Capítulo 12: Como un ave fénix

Era una persona orgullosa. Para bien o para mal, simplemente así lo era.

Si no quería que estuviera pendiente o cerca de ella, así sería.

No le importaba, que hiciera lo que quería.

Yashiro caminaba por la parte trasera de uno de los edificios de la Academia. Hacía tiempo que la hora del comienzo de la clase de Laberintos había pasado, pero no iría si aquello significaba encontrarse con aquella desagradable chica.

Malagradecida. Eso era lo que era, una ingrata que no apreciaba la preocupación de los demás. Siempre con esa terrible actitud y mal humor, siempre a la defensiva. Nunca podía hacer las cosas funcionar correctamente con ella.
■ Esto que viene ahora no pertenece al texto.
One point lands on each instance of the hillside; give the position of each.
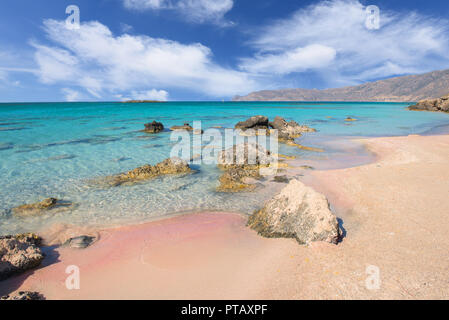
(400, 89)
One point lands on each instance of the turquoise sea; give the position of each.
(55, 149)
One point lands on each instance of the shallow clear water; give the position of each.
(54, 149)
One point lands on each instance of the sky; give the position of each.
(211, 49)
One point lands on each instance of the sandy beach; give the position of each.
(394, 213)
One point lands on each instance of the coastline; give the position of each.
(393, 213)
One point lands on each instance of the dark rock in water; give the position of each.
(288, 131)
(436, 105)
(80, 242)
(281, 179)
(26, 237)
(167, 167)
(121, 159)
(48, 205)
(24, 295)
(153, 127)
(18, 254)
(297, 212)
(256, 122)
(187, 127)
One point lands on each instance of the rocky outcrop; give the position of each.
(288, 131)
(297, 212)
(49, 205)
(399, 89)
(239, 163)
(255, 123)
(24, 295)
(436, 105)
(171, 166)
(153, 127)
(243, 155)
(186, 127)
(18, 254)
(80, 242)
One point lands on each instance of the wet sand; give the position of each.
(395, 216)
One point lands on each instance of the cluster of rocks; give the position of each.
(287, 131)
(239, 163)
(171, 166)
(52, 205)
(18, 254)
(297, 212)
(80, 242)
(436, 105)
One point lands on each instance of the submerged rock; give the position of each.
(235, 179)
(47, 205)
(153, 127)
(24, 295)
(297, 212)
(18, 254)
(244, 154)
(169, 166)
(281, 179)
(287, 131)
(241, 162)
(80, 242)
(436, 105)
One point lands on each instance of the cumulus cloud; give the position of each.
(94, 59)
(198, 11)
(334, 33)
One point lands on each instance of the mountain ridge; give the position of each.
(409, 88)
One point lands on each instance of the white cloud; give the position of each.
(405, 43)
(94, 59)
(198, 11)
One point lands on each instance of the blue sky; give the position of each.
(211, 49)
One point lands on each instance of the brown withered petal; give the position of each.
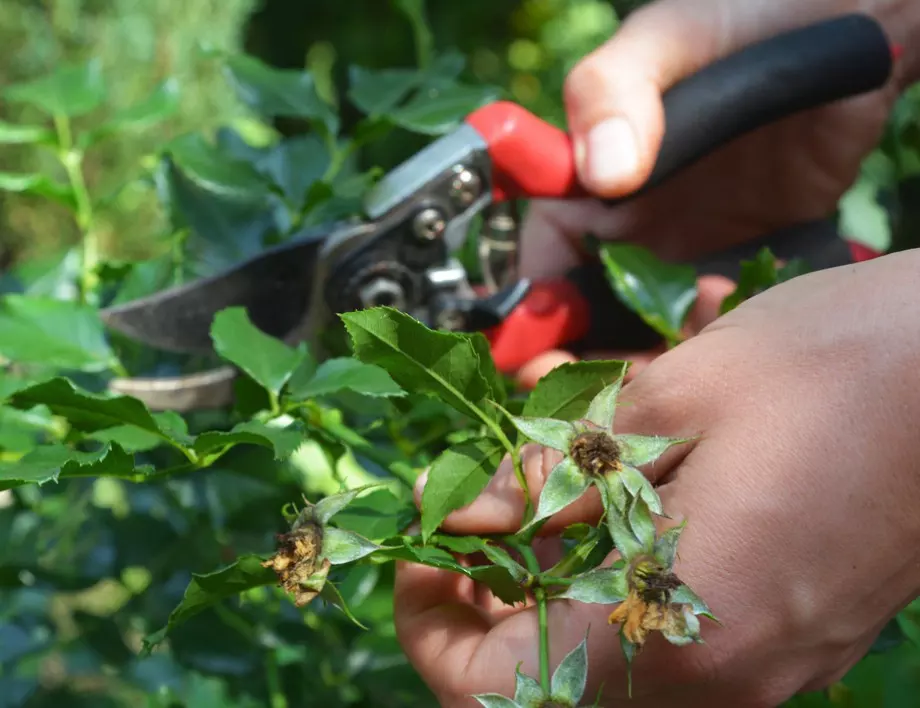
(295, 562)
(639, 618)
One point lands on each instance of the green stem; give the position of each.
(72, 160)
(533, 565)
(545, 681)
(273, 678)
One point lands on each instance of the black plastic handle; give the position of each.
(792, 72)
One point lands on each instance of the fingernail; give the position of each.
(612, 153)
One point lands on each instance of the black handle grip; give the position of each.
(792, 72)
(614, 327)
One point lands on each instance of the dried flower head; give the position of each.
(595, 456)
(650, 596)
(298, 562)
(308, 551)
(648, 606)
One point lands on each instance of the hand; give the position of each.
(787, 173)
(801, 498)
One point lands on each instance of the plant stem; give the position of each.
(533, 565)
(72, 160)
(540, 595)
(272, 677)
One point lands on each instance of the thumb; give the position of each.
(614, 95)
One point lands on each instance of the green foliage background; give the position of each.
(90, 567)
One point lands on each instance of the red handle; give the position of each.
(532, 159)
(555, 314)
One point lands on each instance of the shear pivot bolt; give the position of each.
(465, 187)
(429, 224)
(382, 292)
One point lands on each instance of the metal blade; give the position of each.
(274, 287)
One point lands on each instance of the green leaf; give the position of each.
(336, 375)
(555, 434)
(527, 690)
(329, 506)
(503, 559)
(641, 522)
(267, 360)
(162, 103)
(50, 463)
(565, 485)
(863, 217)
(216, 171)
(37, 185)
(437, 111)
(440, 364)
(206, 590)
(295, 165)
(89, 412)
(128, 437)
(495, 700)
(497, 579)
(283, 442)
(566, 391)
(456, 478)
(602, 586)
(660, 293)
(279, 93)
(49, 332)
(639, 450)
(70, 90)
(11, 134)
(760, 274)
(684, 595)
(341, 546)
(377, 516)
(571, 676)
(376, 92)
(500, 582)
(222, 228)
(638, 485)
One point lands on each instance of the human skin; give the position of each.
(800, 495)
(801, 490)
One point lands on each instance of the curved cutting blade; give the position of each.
(274, 287)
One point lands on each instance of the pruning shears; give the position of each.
(402, 252)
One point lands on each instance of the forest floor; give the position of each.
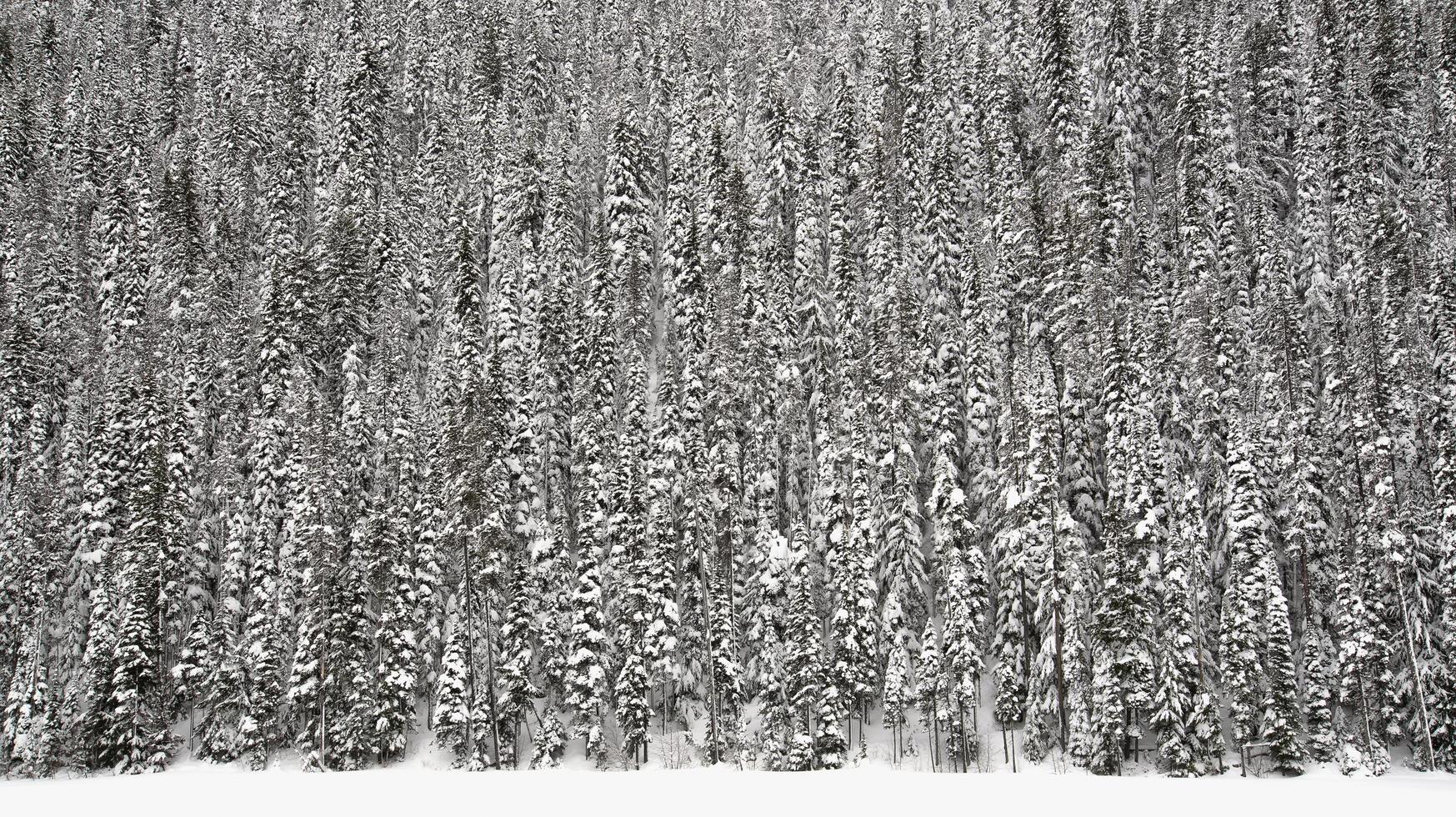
(424, 785)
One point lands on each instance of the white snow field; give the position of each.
(415, 788)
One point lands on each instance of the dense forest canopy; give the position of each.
(539, 376)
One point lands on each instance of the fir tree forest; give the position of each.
(530, 380)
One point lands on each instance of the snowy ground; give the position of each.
(875, 789)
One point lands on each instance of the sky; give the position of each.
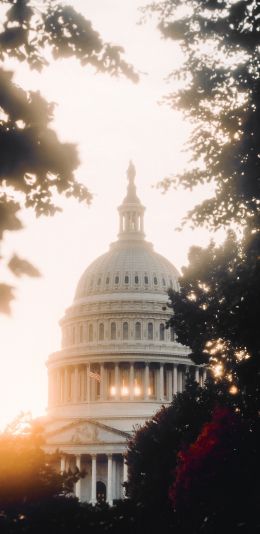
(111, 121)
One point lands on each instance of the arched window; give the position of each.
(150, 330)
(90, 332)
(81, 333)
(161, 332)
(125, 330)
(113, 330)
(101, 332)
(137, 330)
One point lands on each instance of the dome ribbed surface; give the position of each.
(129, 267)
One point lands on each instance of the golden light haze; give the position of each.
(111, 120)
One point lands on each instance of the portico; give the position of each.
(118, 361)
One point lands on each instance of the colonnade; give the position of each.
(93, 477)
(117, 381)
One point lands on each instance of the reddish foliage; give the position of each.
(199, 466)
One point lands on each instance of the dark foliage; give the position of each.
(217, 309)
(220, 93)
(216, 480)
(153, 450)
(34, 163)
(216, 312)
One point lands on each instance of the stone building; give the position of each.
(118, 363)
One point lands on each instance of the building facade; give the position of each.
(118, 363)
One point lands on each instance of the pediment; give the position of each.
(85, 432)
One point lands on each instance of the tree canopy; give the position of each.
(219, 86)
(219, 92)
(34, 163)
(152, 452)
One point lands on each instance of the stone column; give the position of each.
(102, 381)
(169, 382)
(175, 378)
(117, 383)
(180, 379)
(125, 474)
(78, 483)
(204, 376)
(76, 384)
(62, 464)
(146, 381)
(66, 395)
(131, 381)
(109, 480)
(94, 479)
(88, 382)
(197, 374)
(50, 388)
(58, 386)
(161, 390)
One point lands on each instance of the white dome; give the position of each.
(129, 266)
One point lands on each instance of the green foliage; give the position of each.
(219, 87)
(34, 164)
(153, 450)
(216, 311)
(219, 91)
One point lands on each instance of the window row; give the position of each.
(137, 279)
(115, 331)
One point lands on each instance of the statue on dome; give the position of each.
(131, 172)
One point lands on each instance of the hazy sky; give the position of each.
(111, 121)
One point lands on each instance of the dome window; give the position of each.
(113, 330)
(138, 330)
(125, 330)
(161, 332)
(101, 332)
(150, 330)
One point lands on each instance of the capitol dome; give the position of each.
(118, 362)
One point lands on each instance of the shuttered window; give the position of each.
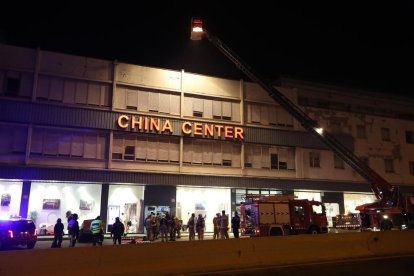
(152, 149)
(197, 152)
(37, 141)
(143, 101)
(164, 103)
(56, 89)
(154, 102)
(69, 91)
(163, 150)
(208, 109)
(131, 99)
(42, 91)
(208, 152)
(89, 146)
(188, 151)
(81, 93)
(141, 149)
(174, 150)
(255, 109)
(175, 104)
(51, 143)
(65, 143)
(77, 145)
(236, 156)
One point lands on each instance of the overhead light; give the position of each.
(196, 29)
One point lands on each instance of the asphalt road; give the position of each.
(46, 241)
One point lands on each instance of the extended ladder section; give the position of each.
(388, 194)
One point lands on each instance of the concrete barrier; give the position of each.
(204, 256)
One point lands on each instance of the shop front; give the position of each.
(51, 200)
(205, 201)
(353, 200)
(11, 194)
(126, 202)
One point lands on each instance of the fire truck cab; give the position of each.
(282, 215)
Ah, pero claro, Oshimoto le hacía daño, y ella seguía defendiéndolo todo el tiempo; de hecho, en vista del aspecto de su invocación, parecía que aquello era lo que le agradaba.

Y hablando del rey de Roma…

-Ikebana… –cabello color paja pronunció su apellido, por alguna razón parecía complacido de verlo ahí.

Era extraño, no recordaba nunca haberse presentado con su apellido a nadie.

-Oshimoto… –dijo de todas formas Yashiro, viendo como el sempai avanzaba dando pasos lentos hasta pasarlo. Era extraño, por alguna razón pensaba que la conversación se extendería un poco más…

-Dile a tu amiguita Tsukibara que tenga cuidado con Kurono –agregó Kazuki deteniéndose. Ambos muchachos se estaban dando la espalda, pero algo le decía a Yashiro que el sempai debía tener una sonrisa en su rostro.

Sospechoso.

Muy sospechoso, de hecho. Aquella actitud juguetona no parecía ir acorde con la personalidad de Kazuki Oshimoto, o al menos no con lo que había visto de él hasta ahora.

-No es mi amiga –se precipitó a decir Yashiro, una ráfaga de viento los envolvió con algo de fuerza.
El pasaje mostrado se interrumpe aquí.